While on the whole, presidential libraries faithfully chronicle, explain, analyse and interpret their namesakes’ life and legacy, there are gaps. The Truman and Nixon libraries are probably the most honest. Truman’s political advancement by the corrupt Missouri Pendergast machine is acknowledged. The Watergate gallery at the Nixon library was recently overhauled by historians without interference from his family or former staff.
The John F. Kennedy library makes no mention of his serial philandering. I found no reference to Reagan’s first wife, Jane Wyman, at his library, which perhaps reflects Nancy’s oversight. Clinton’s library (Little Rock, Arkansas) does not shy away from his affair with Monica Lewinsky but presents it as part of a conspiracy propagated by political opponents.
Overall, presidential libraries and museums are hugely valuable and important for the study of leadership, politics and decision-making in government. Reagan said they serve as “classrooms of democracy”. They are often busy with students rubbing shoulders with tourists of all ages from around the world.

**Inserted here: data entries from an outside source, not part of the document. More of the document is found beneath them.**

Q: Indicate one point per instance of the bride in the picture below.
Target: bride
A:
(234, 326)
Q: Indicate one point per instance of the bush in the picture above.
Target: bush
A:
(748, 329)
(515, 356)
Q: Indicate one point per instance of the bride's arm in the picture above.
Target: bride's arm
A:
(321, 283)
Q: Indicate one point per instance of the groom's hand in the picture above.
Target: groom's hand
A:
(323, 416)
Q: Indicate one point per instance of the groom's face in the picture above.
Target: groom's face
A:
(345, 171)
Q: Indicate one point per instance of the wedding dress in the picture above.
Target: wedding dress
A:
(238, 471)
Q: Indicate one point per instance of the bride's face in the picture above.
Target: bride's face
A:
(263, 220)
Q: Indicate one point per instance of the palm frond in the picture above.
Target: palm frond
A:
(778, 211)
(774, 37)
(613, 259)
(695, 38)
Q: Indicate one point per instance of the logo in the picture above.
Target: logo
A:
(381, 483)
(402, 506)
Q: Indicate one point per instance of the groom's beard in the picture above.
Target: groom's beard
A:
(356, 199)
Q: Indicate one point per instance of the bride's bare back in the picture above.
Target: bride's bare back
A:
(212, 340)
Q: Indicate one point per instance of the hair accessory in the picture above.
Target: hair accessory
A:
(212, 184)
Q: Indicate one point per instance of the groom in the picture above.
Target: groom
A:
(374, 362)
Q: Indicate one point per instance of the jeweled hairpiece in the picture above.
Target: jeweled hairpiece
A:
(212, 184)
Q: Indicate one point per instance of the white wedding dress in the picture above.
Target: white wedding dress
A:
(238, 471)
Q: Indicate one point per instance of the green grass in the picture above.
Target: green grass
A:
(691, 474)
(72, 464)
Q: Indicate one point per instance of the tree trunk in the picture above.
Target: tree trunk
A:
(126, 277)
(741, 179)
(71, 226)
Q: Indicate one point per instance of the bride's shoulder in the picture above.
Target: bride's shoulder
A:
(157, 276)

Australia has libraries and institutes dedicated to prime ministers such as John Curtin, Robert Menzies, Gough Whitlam, Bob Hawke and John Howard. But we need more, and they should be co-ordinated and supported by governments and supplemented with private funding. These archives and museums also host conferences and events on politics and leadership, which serve the public interest.
Having also visited Mount Rushmore in the Black Hills of South Dakota earlier this month, I can confirm there is space for one more president. But as we are unlikely to see a fifth face added, former presidents will have to settle for their own library and museum as their defining monument. They are all worth visiting. After all, the presidents are expecting you.